Running an interactive job on Picotte#

SLURM#

Now, we arrive at the most important part of today’s workshop: getting on the compute nodes. Compute nodes are the real power of Picotte. Let’s see which of the compute nodes are available at the moment:

sinfo

We can see that the cluster is quite busy, but there is a fair amount of compute nodes that are available for us. Now, let’s request one compute node. Please type the following (or paste from the website into your SSH terminal):

srun --partition=def-sm --account=urcfprj --nodes=1 --cpus-per-task=2 --mem=4G --time=00:30:00 --pty /bin/bash -l

It is very important not to make typos, use spaces and upper/lowercases exactly as shown, and use the proper punctuation. If you make a mistake, nothing bad will happen, but the scheduler won’t understand your request.

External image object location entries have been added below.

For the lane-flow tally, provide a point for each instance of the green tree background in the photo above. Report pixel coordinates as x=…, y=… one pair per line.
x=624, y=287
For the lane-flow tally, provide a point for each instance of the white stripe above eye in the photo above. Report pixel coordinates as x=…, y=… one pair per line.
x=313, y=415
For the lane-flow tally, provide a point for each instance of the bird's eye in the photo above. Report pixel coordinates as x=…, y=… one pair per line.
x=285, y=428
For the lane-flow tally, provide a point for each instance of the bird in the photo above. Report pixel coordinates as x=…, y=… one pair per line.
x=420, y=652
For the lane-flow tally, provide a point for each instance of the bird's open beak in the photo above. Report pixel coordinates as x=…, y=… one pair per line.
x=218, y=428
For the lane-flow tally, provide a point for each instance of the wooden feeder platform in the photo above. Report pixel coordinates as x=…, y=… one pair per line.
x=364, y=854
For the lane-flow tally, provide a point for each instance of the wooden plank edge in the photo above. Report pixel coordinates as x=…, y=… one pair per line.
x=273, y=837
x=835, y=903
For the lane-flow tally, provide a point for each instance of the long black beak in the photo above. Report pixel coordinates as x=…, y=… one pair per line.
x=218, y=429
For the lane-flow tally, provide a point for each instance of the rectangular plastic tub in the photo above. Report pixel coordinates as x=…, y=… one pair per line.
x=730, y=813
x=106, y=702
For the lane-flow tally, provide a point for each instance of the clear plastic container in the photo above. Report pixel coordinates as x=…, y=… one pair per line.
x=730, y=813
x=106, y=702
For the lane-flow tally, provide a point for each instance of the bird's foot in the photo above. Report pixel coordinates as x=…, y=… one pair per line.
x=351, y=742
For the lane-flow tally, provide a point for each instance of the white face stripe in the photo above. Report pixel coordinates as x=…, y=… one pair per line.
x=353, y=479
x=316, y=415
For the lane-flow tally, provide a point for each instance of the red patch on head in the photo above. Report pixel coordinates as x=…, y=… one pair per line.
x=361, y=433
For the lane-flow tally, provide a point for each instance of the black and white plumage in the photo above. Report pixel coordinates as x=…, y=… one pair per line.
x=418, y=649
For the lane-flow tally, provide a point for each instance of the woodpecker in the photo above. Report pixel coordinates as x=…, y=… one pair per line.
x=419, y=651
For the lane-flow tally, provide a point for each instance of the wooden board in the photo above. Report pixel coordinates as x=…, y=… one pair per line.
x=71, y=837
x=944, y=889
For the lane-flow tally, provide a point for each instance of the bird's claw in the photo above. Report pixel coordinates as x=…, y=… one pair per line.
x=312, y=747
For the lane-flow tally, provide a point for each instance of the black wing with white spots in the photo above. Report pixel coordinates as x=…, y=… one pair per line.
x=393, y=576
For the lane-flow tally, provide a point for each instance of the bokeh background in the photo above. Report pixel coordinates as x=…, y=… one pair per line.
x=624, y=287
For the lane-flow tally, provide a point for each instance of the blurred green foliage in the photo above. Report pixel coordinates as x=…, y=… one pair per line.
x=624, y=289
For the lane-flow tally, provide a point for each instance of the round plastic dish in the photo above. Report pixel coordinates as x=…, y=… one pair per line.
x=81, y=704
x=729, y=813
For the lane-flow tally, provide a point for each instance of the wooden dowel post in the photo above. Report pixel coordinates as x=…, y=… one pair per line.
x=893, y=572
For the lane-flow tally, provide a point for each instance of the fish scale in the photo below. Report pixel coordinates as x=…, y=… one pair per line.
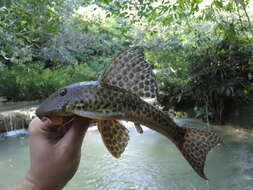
x=117, y=96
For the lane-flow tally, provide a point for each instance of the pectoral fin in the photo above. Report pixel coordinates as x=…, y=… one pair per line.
x=115, y=136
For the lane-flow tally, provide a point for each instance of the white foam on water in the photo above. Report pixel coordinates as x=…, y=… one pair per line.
x=15, y=133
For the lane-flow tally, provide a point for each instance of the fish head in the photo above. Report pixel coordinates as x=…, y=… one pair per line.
x=62, y=102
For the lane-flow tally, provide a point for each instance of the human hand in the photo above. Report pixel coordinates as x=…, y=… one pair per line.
x=54, y=152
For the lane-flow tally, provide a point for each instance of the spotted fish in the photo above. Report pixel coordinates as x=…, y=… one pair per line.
x=117, y=95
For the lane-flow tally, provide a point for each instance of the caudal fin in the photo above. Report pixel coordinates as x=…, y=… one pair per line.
x=195, y=146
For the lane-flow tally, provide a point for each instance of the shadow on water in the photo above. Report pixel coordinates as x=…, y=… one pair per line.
x=150, y=162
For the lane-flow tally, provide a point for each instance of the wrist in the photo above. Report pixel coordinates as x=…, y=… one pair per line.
x=41, y=183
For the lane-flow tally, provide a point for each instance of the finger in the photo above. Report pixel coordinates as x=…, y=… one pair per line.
x=74, y=136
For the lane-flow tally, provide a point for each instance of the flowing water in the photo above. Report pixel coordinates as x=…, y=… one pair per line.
x=150, y=162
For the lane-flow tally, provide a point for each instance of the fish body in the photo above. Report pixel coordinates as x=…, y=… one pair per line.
x=117, y=96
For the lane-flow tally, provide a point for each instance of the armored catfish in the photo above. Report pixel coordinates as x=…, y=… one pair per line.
x=117, y=95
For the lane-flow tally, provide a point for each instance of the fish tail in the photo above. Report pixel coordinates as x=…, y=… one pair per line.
x=195, y=145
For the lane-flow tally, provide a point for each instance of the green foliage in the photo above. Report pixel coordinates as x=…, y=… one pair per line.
x=23, y=83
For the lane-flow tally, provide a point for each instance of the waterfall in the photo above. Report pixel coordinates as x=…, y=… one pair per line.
x=16, y=119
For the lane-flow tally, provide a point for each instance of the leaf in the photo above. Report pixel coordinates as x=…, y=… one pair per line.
x=23, y=22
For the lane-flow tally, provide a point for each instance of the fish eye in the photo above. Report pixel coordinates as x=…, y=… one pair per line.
x=63, y=92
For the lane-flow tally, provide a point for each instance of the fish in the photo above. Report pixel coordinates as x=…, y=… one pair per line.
x=119, y=94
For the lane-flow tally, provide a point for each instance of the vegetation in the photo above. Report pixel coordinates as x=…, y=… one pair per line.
x=202, y=50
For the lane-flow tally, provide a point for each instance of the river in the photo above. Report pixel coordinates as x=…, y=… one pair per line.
x=150, y=162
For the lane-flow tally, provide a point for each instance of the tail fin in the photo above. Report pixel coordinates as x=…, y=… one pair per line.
x=195, y=146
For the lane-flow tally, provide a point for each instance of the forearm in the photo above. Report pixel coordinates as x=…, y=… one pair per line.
x=23, y=185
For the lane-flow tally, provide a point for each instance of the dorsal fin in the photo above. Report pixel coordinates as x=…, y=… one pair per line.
x=130, y=70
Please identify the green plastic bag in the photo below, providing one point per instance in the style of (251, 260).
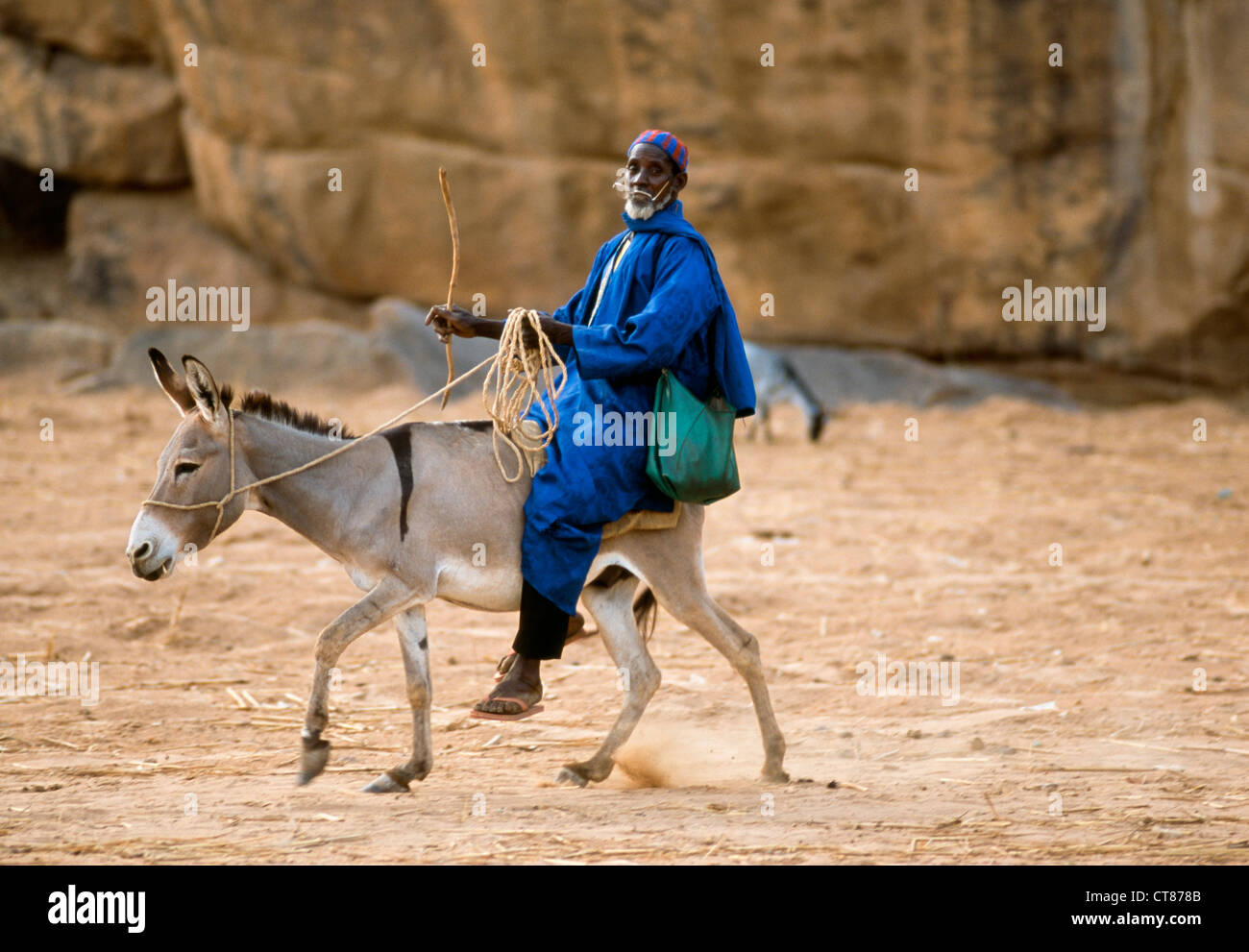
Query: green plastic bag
(698, 464)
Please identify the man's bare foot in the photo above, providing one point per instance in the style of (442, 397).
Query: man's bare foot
(520, 690)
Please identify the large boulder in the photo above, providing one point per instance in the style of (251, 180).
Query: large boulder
(99, 123)
(1065, 175)
(59, 350)
(124, 244)
(116, 30)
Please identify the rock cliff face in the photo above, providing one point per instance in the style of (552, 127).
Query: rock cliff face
(1074, 174)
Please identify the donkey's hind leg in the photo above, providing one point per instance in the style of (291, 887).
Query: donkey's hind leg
(612, 607)
(416, 668)
(692, 605)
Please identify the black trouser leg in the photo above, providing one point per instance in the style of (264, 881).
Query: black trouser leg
(544, 626)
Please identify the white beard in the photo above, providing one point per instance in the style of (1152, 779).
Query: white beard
(642, 208)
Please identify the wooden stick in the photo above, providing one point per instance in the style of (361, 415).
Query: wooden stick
(454, 270)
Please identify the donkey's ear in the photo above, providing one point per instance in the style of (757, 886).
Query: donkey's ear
(171, 382)
(204, 391)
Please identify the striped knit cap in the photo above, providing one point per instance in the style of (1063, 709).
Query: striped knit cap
(669, 142)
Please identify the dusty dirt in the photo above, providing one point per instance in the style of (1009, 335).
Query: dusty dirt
(1081, 732)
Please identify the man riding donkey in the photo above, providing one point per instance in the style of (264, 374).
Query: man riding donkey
(653, 300)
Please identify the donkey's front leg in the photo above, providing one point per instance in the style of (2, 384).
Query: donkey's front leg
(382, 601)
(416, 668)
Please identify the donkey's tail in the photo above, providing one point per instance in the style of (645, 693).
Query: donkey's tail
(646, 611)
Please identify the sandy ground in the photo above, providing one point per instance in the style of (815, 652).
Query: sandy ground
(1102, 711)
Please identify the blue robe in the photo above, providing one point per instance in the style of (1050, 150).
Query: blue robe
(663, 306)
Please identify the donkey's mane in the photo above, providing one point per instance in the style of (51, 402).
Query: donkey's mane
(260, 403)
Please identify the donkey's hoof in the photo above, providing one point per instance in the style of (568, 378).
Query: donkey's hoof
(386, 784)
(570, 776)
(316, 755)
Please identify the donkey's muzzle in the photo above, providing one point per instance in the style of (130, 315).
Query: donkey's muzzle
(142, 564)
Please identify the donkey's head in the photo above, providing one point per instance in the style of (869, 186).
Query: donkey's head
(194, 468)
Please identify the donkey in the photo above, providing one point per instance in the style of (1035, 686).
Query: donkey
(404, 511)
(775, 381)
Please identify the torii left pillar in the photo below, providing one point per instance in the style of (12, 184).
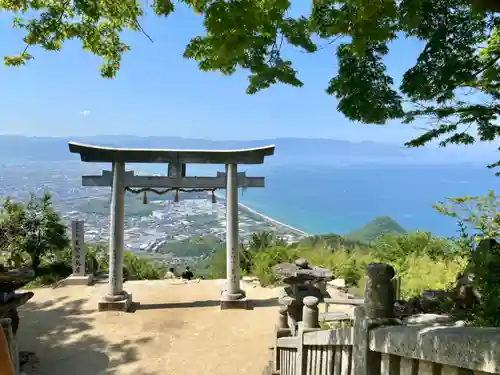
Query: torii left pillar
(232, 296)
(116, 299)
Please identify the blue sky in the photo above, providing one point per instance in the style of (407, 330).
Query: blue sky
(157, 92)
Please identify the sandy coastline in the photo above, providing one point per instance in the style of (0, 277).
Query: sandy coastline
(267, 218)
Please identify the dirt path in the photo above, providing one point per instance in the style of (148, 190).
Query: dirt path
(176, 329)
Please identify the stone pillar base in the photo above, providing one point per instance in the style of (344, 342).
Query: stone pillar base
(78, 280)
(234, 301)
(121, 302)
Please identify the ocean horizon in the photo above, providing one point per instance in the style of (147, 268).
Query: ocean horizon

Now, let’s carefully go through the request:

  • srun means that we are asking the scheduler to grant us access to a compute node;

  • --partition: specify the resource partition this job is going to

  • --account: specify the Slurm account this job is going to

  • --nodes=1 means we are asking for one compute node;

  • --cpus-per-task=2 means that we only need two CPUs on the node (since all Picotte compute nodes have at least 48 CPUs, we might share the compute node with other users, but it’s OK because users who use the same node do not interfere with each other);

  • --mem=4gb means that we are asking for 4 Gb of RAM; again, memory is specific to the user, and not shared between different users who use the same node;

  • walltime=00:30:00 means that we are asking to use the node for half an hour; after half an hour we will be logged off the compute node if we haven’t already disconnected.

  • --pty /bin/bash -l means that we want to launch /bin/bash. The -l is the option for /bin/bash, indicating that we want the Bash shell to behave as if it is launched directly from the login node. --pty lets Slurm runs this shell in a pseudo terminal mode.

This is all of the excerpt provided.